Right on the money. Markdown is great and doesn't get too crazy with added syntax for every html entity under the sun that you might want to produce.
In the past I've tried using Markdown for all my docs and failed. Sometimes you just need more control and must use something like LaTeX. Other times you just want to write a README or a few paragraphs that may be converted to html -- these uses are Markdown's bread and butter.

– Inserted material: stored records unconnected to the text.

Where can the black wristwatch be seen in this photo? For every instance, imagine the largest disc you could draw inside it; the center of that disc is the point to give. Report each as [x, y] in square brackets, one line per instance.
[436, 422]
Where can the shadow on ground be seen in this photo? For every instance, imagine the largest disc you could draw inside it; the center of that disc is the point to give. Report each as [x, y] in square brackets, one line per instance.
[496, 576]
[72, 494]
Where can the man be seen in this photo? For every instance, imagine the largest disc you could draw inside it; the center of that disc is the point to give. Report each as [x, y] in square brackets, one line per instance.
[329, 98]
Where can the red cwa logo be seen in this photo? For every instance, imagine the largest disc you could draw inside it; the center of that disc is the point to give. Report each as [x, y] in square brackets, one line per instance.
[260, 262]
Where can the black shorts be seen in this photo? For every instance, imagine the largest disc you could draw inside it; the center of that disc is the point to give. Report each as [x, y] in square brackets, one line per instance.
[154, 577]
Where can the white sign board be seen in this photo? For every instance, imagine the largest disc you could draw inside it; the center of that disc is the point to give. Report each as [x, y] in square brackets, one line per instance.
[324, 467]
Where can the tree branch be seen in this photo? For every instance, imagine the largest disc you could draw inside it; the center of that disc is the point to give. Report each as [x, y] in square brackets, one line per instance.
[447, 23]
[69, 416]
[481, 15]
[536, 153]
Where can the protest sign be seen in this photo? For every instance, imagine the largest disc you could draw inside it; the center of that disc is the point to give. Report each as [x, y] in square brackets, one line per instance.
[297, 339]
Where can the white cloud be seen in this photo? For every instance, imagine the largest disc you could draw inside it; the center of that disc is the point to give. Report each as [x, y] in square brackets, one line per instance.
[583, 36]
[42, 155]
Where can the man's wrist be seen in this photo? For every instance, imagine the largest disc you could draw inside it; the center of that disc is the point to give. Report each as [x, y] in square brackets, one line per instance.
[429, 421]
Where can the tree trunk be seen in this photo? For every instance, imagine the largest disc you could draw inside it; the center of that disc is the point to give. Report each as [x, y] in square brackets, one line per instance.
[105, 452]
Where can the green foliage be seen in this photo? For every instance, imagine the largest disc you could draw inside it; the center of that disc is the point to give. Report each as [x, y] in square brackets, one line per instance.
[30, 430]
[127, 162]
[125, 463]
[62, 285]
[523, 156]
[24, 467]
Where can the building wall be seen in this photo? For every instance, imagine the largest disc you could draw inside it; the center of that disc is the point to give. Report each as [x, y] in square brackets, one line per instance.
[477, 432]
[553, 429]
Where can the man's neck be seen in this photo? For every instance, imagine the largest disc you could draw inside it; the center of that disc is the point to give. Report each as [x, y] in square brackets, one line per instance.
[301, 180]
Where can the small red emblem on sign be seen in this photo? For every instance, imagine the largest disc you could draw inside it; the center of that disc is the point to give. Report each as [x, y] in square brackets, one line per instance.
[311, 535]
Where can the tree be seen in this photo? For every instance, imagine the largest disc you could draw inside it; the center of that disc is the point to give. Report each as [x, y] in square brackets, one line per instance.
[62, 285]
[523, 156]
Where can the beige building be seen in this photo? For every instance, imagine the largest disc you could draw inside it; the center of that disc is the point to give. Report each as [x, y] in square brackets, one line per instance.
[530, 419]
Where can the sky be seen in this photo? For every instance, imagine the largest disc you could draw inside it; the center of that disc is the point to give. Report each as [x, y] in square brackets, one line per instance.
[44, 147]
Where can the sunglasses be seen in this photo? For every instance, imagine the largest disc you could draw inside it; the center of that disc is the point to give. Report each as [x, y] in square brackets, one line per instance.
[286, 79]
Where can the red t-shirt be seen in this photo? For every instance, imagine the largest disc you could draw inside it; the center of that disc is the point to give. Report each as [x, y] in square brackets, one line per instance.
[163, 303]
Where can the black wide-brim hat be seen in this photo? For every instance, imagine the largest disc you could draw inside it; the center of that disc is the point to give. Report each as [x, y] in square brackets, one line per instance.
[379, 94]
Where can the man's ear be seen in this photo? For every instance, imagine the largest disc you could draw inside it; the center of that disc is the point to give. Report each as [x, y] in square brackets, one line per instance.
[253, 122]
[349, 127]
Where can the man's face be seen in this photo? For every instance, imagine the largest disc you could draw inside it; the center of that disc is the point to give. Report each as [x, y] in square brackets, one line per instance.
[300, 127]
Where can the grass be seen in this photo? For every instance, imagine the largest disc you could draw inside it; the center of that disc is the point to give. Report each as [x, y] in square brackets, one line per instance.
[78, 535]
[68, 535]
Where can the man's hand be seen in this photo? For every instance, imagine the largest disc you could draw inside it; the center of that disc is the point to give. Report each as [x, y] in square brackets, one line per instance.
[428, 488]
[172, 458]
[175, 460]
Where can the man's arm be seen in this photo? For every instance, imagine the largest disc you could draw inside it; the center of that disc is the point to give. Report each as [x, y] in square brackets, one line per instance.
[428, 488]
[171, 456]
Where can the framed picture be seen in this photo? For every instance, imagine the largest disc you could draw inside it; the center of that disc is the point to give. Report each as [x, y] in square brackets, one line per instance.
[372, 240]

The paragraph type in his OCaml program is a compelling reason for why it OCaml is well-suited for writing compilers:
type paragraph =
Normal of par_text
| Pre of string * string option
| Heading of int * par_text
| Quote of paragraph list
| Ulist of paragraph list * paragraph list list
| Olist of paragraph list * paragraph list list
The type definition is stated almost the same as the grammar rule would be.
OCaml is exceptionally well-suited to writing compilers, or
anything dealing with complex structures of tagged data, really. (See, for instance, http://flint.cs.yale.edu/cs421/case-for-ml.html )
It's a neat language. It's got some implementation and usability quirks, and it seems to have a rather small / quiet community (so there aren't many books, though this one is quite good, IMHO: http://caml.inria.fr/pub/docs/oreilly-book/ ), but it's worth a look.
I've been reading through The Objective Caml Tutorial, http://www.ocaml-tutorial.org/, but I've yet had an opportunity to implement anything with OCaml.
I've actually that essay already about how OCaml is good for compilers, but it really struck me with this example.
...and the OCaml version is a tenth as many lines of code as the C, and a quarter as many as Python, Ruby, and Perl. Also, it uses only a seventh more memory than the C version.
For what it's worth, the OCaml version is a markup processor of the author's design, and not exactly Markdown-compatible. He argues that it's close enough for benchmarking purposes, though. (I agree.)
The point of Markdown isn't to create a super-flexible text2html replacement. The point of Markdown is to come up with rules that match the way people write existing email/Usenet messages as closely as possible. Any time you add a semantic to the format --- like !-headers --- that are virtually never used in email or Usenet, you might as well go all the way off the reservation and implement Textile. I hear Textile does tables, too; I'm sure someone's got an implementation that will generate HTML FORM tags as well. Knock yourself out!